The figure of the fearless, beautiful and wise ancient ruler of Poland, daughter of Prince Krakus, was depicted for the first time in the Polish Chronicle by Wincenty Kadłubek, who wrote: “She surpassed everyone so far in both beauty and charm, that you would think that nature was not generous but profligate with its gifts and blessings. For even the most prudent and the wisest were astonished with her advice, and the cruellest of the enemies became gentle at her sight.” However, it was the subsequent authors who created a canonical version of her biography, focused around her suicide. After she rejected the German prince’s advances, won the war he had declared and finally received fealty and homage from the defeated Germans, Wanda returned to Krakow to offer herself as a sacrifice to the gods in gratitude for her glorious victory. Her body was consumed by the waves of the Vistula. This is how the story is described in Wielkopolska Chronicle and by Jan Długosz in his Annals, who embellished the legend with many colourful details.
In the opera, the causes of conflict are completely different than those described by chroniclers. Christian authors writing in Latin presented Wanda as an indomitable virgin queen, who swore never to marry and therefore consistently rejected all proposals: “it is more fitting for me to call myself a lady than a lordly wife” (Jan Długosz). Dvořák’s librettists present the story from a completely new perspective. In their version, Wanda never swore to keep herself pure. Her decisions stem from a religious conflict, for she is a faithful follower of the Slavic gods, and being the wife of a German ruler would be tantamount to accepting Christianity, and both her and her people were hardly in favour of the new faith. This approach to the subject is not surprising – the opera was written at a time when pan-Slavic ideas had been circulating in the Czech Republic for a long time, competitive neo-Slavicism would emerge shortly afterwards, and Slavicism began to enjoy great popularity in the wake of general anti-Germanic and patriotic sentiments.
The opera speaks of very painful matters, which still remain current in many corners of the world. Religious wars, religious persecution, conversion by force – all this is always marked by terrible cruelty, furious blindness and crazy fanaticism. Even though this has been happening for thousands of years, the question remains unanswered as to why religion, which should direct our minds towards the spiritual world, eternity and transcendence, is able to awaken our primordial instincts and build the most durable walls between people.
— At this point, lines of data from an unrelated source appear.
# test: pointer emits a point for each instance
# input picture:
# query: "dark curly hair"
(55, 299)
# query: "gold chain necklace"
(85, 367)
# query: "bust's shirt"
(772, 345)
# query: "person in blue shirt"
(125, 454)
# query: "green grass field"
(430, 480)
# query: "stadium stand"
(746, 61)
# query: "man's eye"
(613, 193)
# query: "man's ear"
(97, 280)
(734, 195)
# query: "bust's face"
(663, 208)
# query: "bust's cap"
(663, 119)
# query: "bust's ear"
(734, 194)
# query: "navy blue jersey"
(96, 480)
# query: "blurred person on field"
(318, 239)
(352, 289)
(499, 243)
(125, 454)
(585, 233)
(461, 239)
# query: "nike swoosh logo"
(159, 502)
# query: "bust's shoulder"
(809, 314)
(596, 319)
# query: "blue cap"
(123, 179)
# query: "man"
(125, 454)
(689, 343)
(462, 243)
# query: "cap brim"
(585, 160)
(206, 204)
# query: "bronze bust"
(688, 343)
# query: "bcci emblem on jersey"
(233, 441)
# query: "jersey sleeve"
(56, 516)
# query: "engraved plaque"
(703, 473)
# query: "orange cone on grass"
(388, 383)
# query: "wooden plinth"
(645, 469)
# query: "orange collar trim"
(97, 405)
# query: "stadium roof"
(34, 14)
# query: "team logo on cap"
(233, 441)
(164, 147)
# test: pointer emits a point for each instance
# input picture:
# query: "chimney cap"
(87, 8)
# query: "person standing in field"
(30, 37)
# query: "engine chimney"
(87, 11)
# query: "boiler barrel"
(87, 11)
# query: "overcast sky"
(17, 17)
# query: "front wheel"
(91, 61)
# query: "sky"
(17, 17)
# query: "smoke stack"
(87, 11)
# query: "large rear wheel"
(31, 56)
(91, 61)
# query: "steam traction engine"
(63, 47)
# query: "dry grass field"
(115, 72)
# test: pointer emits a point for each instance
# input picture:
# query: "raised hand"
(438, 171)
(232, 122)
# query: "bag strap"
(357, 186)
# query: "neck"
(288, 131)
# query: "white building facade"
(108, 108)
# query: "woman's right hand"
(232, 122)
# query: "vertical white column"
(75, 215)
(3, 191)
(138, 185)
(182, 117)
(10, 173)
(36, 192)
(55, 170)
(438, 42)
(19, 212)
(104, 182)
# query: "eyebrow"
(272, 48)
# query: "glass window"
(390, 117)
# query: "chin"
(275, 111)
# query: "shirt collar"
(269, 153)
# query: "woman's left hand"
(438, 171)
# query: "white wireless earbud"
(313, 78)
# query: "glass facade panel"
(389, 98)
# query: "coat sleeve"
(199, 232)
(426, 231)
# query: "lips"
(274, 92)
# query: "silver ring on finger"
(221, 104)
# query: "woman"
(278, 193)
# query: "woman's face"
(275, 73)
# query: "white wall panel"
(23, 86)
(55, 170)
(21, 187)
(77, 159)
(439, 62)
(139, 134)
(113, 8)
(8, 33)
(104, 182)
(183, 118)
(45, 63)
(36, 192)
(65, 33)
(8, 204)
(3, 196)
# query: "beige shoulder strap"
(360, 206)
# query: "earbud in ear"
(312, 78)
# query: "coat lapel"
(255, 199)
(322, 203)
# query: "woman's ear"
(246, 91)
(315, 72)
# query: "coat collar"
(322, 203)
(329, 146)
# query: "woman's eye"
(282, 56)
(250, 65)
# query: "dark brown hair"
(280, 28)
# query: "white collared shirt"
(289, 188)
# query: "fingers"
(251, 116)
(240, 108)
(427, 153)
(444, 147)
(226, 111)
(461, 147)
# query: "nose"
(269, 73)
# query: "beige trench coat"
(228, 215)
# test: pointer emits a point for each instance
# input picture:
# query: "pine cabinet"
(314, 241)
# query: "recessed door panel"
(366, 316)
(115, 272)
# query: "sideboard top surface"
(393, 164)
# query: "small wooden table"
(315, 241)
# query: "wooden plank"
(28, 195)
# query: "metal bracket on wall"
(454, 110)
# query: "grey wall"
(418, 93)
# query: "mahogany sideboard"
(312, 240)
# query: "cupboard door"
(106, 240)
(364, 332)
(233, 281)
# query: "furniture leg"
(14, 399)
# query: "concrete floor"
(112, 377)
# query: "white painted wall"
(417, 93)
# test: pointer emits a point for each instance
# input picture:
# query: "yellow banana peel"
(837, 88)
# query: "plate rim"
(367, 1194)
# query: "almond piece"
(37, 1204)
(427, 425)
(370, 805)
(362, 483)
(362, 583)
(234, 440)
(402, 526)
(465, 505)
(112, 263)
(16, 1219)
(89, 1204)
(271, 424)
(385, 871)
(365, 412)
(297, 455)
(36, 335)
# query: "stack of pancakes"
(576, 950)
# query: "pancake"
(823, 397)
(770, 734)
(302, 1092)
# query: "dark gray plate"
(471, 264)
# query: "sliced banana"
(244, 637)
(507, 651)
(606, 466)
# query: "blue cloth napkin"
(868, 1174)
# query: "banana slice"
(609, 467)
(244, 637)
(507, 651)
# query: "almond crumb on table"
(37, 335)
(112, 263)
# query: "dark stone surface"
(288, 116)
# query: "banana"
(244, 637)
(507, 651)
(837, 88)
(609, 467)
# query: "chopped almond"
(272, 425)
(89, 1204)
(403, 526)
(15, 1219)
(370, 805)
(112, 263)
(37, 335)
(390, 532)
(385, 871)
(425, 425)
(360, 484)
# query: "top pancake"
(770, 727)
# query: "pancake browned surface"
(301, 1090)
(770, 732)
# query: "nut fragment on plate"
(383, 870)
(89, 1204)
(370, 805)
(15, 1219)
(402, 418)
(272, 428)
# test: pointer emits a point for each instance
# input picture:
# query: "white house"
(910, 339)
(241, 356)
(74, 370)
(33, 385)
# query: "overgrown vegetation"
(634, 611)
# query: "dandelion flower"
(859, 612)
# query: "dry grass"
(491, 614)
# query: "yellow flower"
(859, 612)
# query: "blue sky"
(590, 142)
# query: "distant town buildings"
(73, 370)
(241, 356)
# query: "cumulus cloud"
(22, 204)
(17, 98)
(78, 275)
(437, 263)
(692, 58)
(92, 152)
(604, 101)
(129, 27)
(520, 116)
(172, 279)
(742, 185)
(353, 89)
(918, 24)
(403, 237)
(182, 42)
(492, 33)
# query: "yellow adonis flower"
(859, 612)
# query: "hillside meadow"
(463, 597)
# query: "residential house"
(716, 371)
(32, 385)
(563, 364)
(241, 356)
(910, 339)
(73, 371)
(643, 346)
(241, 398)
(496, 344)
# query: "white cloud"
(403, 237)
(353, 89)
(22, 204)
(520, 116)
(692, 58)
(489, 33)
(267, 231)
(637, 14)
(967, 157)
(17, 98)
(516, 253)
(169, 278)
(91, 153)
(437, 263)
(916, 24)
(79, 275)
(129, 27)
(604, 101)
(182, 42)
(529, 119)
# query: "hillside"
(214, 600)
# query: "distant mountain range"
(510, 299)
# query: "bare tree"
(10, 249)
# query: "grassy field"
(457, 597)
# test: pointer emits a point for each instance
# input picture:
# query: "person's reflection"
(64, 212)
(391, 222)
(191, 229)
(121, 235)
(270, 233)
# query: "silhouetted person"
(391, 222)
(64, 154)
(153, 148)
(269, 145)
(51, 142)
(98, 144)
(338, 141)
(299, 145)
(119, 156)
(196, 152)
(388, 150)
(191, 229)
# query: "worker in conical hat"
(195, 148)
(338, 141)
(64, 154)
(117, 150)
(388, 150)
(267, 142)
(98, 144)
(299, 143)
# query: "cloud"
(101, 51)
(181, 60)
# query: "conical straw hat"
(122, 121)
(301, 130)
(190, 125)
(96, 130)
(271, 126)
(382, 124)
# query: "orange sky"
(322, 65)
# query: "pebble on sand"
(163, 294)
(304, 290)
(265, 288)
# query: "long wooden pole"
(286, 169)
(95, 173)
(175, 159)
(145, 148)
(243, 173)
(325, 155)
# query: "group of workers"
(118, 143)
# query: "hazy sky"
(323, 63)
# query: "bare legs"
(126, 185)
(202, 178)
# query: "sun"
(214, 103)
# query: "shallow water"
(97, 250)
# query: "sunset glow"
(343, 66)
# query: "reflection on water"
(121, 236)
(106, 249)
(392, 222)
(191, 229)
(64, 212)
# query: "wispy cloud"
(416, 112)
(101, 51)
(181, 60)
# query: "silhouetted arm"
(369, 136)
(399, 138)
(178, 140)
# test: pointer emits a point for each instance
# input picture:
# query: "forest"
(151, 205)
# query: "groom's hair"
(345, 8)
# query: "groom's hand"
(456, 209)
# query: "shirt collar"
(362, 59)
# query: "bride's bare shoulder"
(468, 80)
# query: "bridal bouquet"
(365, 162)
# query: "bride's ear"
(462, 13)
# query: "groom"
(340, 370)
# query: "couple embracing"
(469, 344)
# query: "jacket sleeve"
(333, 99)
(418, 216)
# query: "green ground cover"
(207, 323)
From a contemporary perspective, the message of some of themes presented in Vanda seems very questionable. Sure, we might have a protagonist of flesh and bone, a true woman of action, but the question remains about the sense of her sacrifice, which pretty much questions her military success. In the chronicles, her suicide was a thanksgiving for the victory – something that seemed controversial to Długosz – while in the opera, it is the result of a transaction: Wanda promises her life to the gods before the battle in exchange for victory. This removes the theme of her agency, instead we go back to the motif known from many 19th-century operas, prevalent in particular in Wagner’s works, where the corpse of a self-sacrificing woman was the most effective guarantee of restoring order in the world. This time, it will be the director Karolina Sofulak, winner of the European Opera Directing Competition, who will decide on its stage interpretation. She is already well-known in Poland for producing Gounod’s famous Faust at the Grand Theatre in Poznań; however, she works mainly abroad, among others at the Royal Opera House, English National Opera, Opera Holland Park and Opéra National de Bordeaux. The difficult late-Romantic score will be tackled by Sinfonietta Cracovia led by Jurek Dybał.